Mailing address: PO Box 208109, New Haven CT 06520-8109
Street address: 210 Whitney Ave, New Haven CT 06511
How do subducting slabs interact with the mantle around them as they sink? What controls the path they take through the mantle, and why don’t they always sink straight down? How do the remnants of slabs interact with the lowermost mantle, and what are the consequences of this interaction? What role does subduction play in building and modifying continental lithosphere and shaping orogens? Subducting slabs represent a crucial component of the solid Earth system and provide the major driving force for plate tectonics, but fundamental aspects of their behavior continue to elude us.

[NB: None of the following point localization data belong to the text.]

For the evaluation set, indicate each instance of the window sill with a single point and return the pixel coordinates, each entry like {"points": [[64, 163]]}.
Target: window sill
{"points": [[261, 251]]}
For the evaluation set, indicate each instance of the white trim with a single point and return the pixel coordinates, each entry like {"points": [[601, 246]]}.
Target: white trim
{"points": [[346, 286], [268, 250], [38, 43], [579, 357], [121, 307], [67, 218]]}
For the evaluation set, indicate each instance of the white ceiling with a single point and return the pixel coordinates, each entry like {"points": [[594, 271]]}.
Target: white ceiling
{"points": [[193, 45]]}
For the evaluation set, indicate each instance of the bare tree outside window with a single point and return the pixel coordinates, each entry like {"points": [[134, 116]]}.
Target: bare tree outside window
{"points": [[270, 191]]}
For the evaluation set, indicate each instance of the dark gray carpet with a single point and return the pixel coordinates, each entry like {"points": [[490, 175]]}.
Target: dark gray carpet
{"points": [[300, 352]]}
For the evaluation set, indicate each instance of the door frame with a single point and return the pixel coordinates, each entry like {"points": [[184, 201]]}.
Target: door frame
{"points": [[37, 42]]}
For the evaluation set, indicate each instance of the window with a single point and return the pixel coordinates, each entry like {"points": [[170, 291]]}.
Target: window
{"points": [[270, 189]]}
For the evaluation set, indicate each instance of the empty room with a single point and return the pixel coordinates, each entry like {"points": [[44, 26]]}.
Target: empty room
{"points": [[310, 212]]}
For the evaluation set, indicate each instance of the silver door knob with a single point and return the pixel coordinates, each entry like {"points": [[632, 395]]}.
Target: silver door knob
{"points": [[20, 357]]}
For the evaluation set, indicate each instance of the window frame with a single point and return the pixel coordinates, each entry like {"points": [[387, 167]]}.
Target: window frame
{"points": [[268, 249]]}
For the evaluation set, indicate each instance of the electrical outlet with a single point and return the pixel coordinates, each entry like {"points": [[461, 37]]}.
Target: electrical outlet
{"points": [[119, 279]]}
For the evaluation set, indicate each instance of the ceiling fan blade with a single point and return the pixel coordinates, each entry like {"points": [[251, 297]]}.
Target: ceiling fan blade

I am an observational seismologist who works on problems related to mantle dynamics, with a focus on subduction dynamics and processes. My research group uses observations of seismic anisotropy in the Earth’s mantle to address major unsolved problems related to the dynamics of subducting slabs from the surface to the core-mantle boundary. In particular, we uses seismic observations and geodynamic models to understand the pattern of upper mantle flow in subduction systems. Results from this work bear on fundamental aspects of subduction geodynamics, such as the subduction zone water cycle, the generation and transport of melt, the mechanical coupling between slabs and the ambient mantle, and slab morphology and evolution. We also investigate seismic anisotropy and its relationship to subduction processes in the deep mantle. This research encompasses investigations of anisotropy in the mid-mantle (transition zone and uppermost lower mantle) and in the D” region at the base of the mantle. We are also interested in how subduction processes affect the structure, evolution, and deformation of continental lithosphere, both in regions of present-day tectonic activity (such as the Pacific Northwest and western South America) and in regions that have been affected by subduction in the past (such as eastern North America). My research encompasses a substantial field component, with recent and ongoing seismometer deployments in Peru and the Appalachians Mountains.